Your article in the same edition (Inquiry looks at how to meet Bore’s target for devolution) shows that this is now exactly what the new council administration intends should happen.

As one of its appointed members, I hope the Districts and Public Engagement Overview and Scrutiny Committee inquiry on ‘Devolution – Making it Real’ will not shirk the grand scale of the task.

While I have spoken out for the unique case of Sutton Coldfield, the bigger picture remains the flawed monolith of over-centralisation which continues to deprive our local communities of real democratic control across the whole of Birmingham, and gnaws inexorably away at Birmingham’s regional competitiveness.

Weighed down with the effort of managing a million people’s services from a single central authority, our city’s ability to move swiftly and decisively on far-sighted strategic competitiveness has become fogged and slow, while local residents see little purpose to the limited powers they have been delegated.

A decade ago, following Sir Adrian Cadbury’s Democracy Commission, a whole tide of new steps were taken to move away from Birmingham’s over-centralised structures.

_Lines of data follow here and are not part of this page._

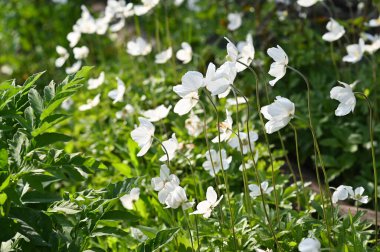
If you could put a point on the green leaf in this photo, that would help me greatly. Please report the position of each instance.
(9, 229)
(109, 231)
(36, 101)
(162, 238)
(50, 138)
(49, 122)
(39, 197)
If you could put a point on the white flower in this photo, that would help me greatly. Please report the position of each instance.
(138, 235)
(63, 56)
(73, 38)
(246, 53)
(146, 6)
(375, 44)
(335, 31)
(309, 245)
(117, 94)
(128, 199)
(157, 114)
(177, 197)
(171, 145)
(122, 114)
(74, 68)
(307, 3)
(80, 52)
(185, 54)
(91, 103)
(354, 52)
(218, 81)
(158, 183)
(374, 22)
(341, 193)
(143, 135)
(358, 195)
(184, 105)
(234, 21)
(94, 83)
(277, 68)
(138, 47)
(191, 82)
(234, 142)
(216, 164)
(205, 207)
(164, 56)
(345, 96)
(279, 114)
(255, 189)
(194, 125)
(225, 129)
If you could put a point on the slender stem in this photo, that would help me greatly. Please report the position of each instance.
(266, 140)
(245, 177)
(256, 170)
(371, 123)
(217, 181)
(316, 147)
(299, 163)
(188, 229)
(223, 173)
(165, 150)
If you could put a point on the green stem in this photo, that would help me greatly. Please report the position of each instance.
(316, 147)
(371, 123)
(223, 173)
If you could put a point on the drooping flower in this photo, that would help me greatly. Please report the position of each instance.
(307, 3)
(355, 52)
(213, 164)
(143, 135)
(127, 110)
(146, 6)
(164, 56)
(225, 129)
(205, 207)
(358, 195)
(255, 189)
(185, 54)
(177, 198)
(63, 56)
(138, 47)
(74, 68)
(128, 199)
(278, 67)
(374, 22)
(81, 52)
(279, 114)
(157, 114)
(94, 83)
(341, 193)
(158, 183)
(234, 21)
(171, 146)
(194, 125)
(345, 96)
(117, 94)
(335, 31)
(234, 142)
(91, 103)
(309, 245)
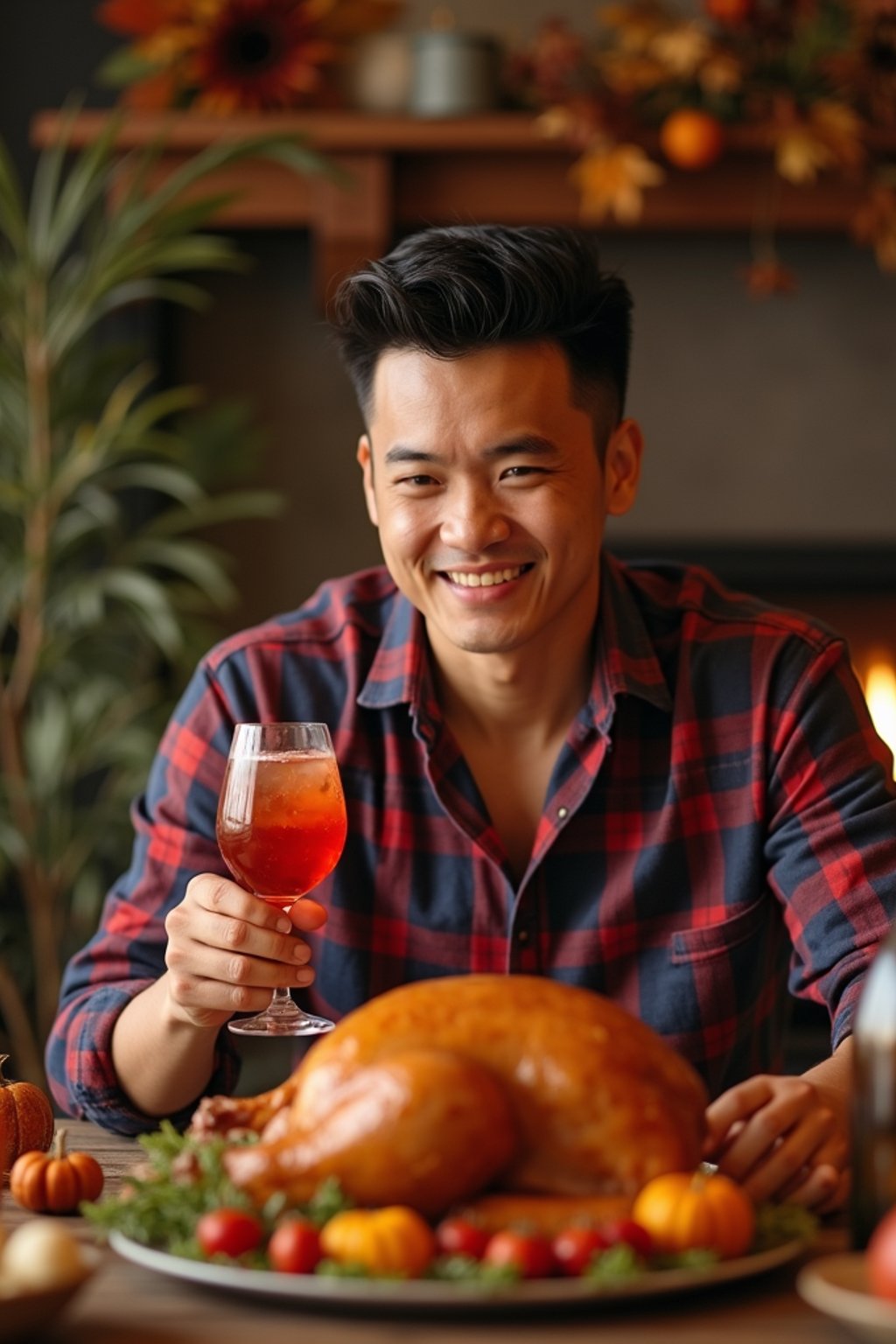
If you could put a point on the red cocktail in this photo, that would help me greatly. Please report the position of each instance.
(281, 830)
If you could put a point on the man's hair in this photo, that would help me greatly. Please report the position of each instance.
(461, 290)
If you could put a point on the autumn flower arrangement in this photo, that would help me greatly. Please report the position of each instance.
(813, 82)
(230, 55)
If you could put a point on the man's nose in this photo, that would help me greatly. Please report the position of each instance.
(473, 521)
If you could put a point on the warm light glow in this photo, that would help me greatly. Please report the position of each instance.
(880, 692)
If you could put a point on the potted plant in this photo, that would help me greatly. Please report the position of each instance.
(105, 480)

To start things off, a £100 million budget was handed to the 10 local constituency districts across Birmingham. What has shocked and puzzled so many regional commentators is the utter stagnation that followed once the city had fallen into Conservative hands in 2004.

The city has a £3.5 billion budget – in fact £7 billion if other public services are included – yet devolution has got stuck at the starting post of its original £100 million.

As I said at the July O&S Committee meeting which resolved to launch the inquiry, it’s time to draw a veil over the past eight dismal and moribund years, and re-ignite a popular passion and democratic zeal for a new way forward, a new ‘constitutional settlement’ in Birmingham’s troubled history with its local services.

No-one should doubt the vast scale of this enterprise, or the dramatic transformation that will be needed in the way our local services are administered, if this goal is to be reached.

But this is the historic mandate the new administration was elected to deliver, and now intends to carry out.